Promoter-luciferase reporter, EMSA, and ChIP assays reveal the presence of functional hypoxia responsive elements (HREs) in rat Bmp4 gene promoter. (A) Diagram illustrating the sequence of wild-type rat Bmp4 promoter (WT) and Bmp4 promoter with a 4-bp deletion in HRE1 (dHRE1) or HRE2 (dHRE2). (B and C) Rat PASMCs were transfected with renilla luciferase reporter plasmids and firefly luciferease vectors pGL3-Enhancer (control), pGL3-Enhancer with wild-type Bmp4 promoter (WT), or pGL3-Enhancer with Bmp4 promoter containing a deletion in HRE1 (dHRE1) or HRE2 (dHRE2).
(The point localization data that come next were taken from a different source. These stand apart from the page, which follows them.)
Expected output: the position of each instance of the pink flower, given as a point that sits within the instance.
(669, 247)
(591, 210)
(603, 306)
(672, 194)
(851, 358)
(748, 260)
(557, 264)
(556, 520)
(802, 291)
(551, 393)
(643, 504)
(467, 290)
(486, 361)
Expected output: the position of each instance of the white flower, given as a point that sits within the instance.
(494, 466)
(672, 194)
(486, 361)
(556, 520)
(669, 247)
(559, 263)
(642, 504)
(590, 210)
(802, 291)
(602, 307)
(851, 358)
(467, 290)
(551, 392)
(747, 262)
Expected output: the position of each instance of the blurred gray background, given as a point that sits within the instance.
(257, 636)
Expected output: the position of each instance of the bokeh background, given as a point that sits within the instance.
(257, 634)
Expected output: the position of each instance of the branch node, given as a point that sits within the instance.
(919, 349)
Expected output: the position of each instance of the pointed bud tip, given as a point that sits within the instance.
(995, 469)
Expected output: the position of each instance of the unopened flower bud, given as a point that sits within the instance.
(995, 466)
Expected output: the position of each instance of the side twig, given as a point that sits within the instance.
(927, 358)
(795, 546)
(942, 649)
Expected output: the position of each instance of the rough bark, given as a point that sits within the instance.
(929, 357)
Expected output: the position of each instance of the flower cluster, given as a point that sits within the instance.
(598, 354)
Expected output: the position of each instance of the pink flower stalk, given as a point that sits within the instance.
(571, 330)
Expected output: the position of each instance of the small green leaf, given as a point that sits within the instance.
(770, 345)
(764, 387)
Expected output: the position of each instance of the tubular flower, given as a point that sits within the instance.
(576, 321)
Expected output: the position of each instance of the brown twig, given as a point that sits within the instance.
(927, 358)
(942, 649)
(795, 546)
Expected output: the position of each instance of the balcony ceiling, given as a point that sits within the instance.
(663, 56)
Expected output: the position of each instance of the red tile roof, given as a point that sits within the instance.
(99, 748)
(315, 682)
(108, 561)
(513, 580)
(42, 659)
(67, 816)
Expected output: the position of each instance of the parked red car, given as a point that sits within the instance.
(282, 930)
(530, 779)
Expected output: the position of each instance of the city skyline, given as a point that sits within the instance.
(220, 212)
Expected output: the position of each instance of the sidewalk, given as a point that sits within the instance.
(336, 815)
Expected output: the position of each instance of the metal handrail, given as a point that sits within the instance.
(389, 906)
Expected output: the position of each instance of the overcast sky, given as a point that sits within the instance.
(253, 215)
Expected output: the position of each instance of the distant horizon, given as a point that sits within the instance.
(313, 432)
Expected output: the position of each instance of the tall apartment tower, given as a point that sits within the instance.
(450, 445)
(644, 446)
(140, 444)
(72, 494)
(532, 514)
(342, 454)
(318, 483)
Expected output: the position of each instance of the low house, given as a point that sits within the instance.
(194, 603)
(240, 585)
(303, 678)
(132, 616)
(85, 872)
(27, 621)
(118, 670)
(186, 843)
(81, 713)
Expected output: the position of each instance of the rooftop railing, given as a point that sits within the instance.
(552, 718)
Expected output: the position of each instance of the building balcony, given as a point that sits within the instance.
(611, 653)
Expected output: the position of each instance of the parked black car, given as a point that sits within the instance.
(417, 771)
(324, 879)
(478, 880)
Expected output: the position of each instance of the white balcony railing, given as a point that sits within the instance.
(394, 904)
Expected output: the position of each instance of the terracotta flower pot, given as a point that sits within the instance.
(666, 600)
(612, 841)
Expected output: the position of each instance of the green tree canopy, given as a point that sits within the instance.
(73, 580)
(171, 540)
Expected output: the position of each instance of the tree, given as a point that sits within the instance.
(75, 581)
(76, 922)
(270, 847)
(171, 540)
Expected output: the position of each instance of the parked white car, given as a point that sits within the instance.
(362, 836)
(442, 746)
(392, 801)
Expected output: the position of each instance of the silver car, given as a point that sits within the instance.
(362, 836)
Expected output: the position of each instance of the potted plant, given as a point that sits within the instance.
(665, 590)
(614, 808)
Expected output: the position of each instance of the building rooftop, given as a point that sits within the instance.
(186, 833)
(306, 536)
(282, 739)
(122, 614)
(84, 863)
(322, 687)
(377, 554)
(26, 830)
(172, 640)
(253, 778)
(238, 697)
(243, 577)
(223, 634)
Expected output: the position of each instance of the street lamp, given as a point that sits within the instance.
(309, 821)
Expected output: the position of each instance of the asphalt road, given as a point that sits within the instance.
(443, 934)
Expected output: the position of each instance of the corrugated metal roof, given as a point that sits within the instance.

The transfected cells were exposed to normoxia (Nor) or hypoxia (Hyp, 4% O2) for 24 h (B), or infected with AdCA5 or AdLacZ for 24 h (C), firefly luciferase activity was determined, normalized to renilla luciferase activity, and presented as percentage of that in Nor or AdLacZ groups. Bar values are mean ± SEM, n = 3 for each group; *P < 0.05 vs. respective control, and **P < 0.001 vs. WT. (D) Representative EMSA image from three independent experiments demonstrating the binding of nuclear proteins from hypoxic rat PASMCs (4% O2 for 60 h) to the HRE1 and HRE2 probes; the arrow indicates specific DNA- HIF-1α antibody complexes. (E and F) ChIP assay of specific binding of HIF-1α to HRE1 and HRE2 in rat PASMCs exposed to Nor or Hyp (4% O2) for 60 h. (E) Representative images of the PCR products of ChIP-enriched DNA fragments containing HRE1 (230 bp) and HRE2 (182 bp). PCR products amplified with total DNA from hypoxic PASMCs (Input) were utilized as positive control. (F) Sheared chromatin from Nor or Hyp exposed rat PASMCs was immunoprecipitated with HIF-1α mAb, and HRE1 and HRE2 sequences were quantified by real-time PCR and presented as fold to IgG control. Values are mean ± SEM, n = 3 for each group; *P < 0.05 vs. respective Nor.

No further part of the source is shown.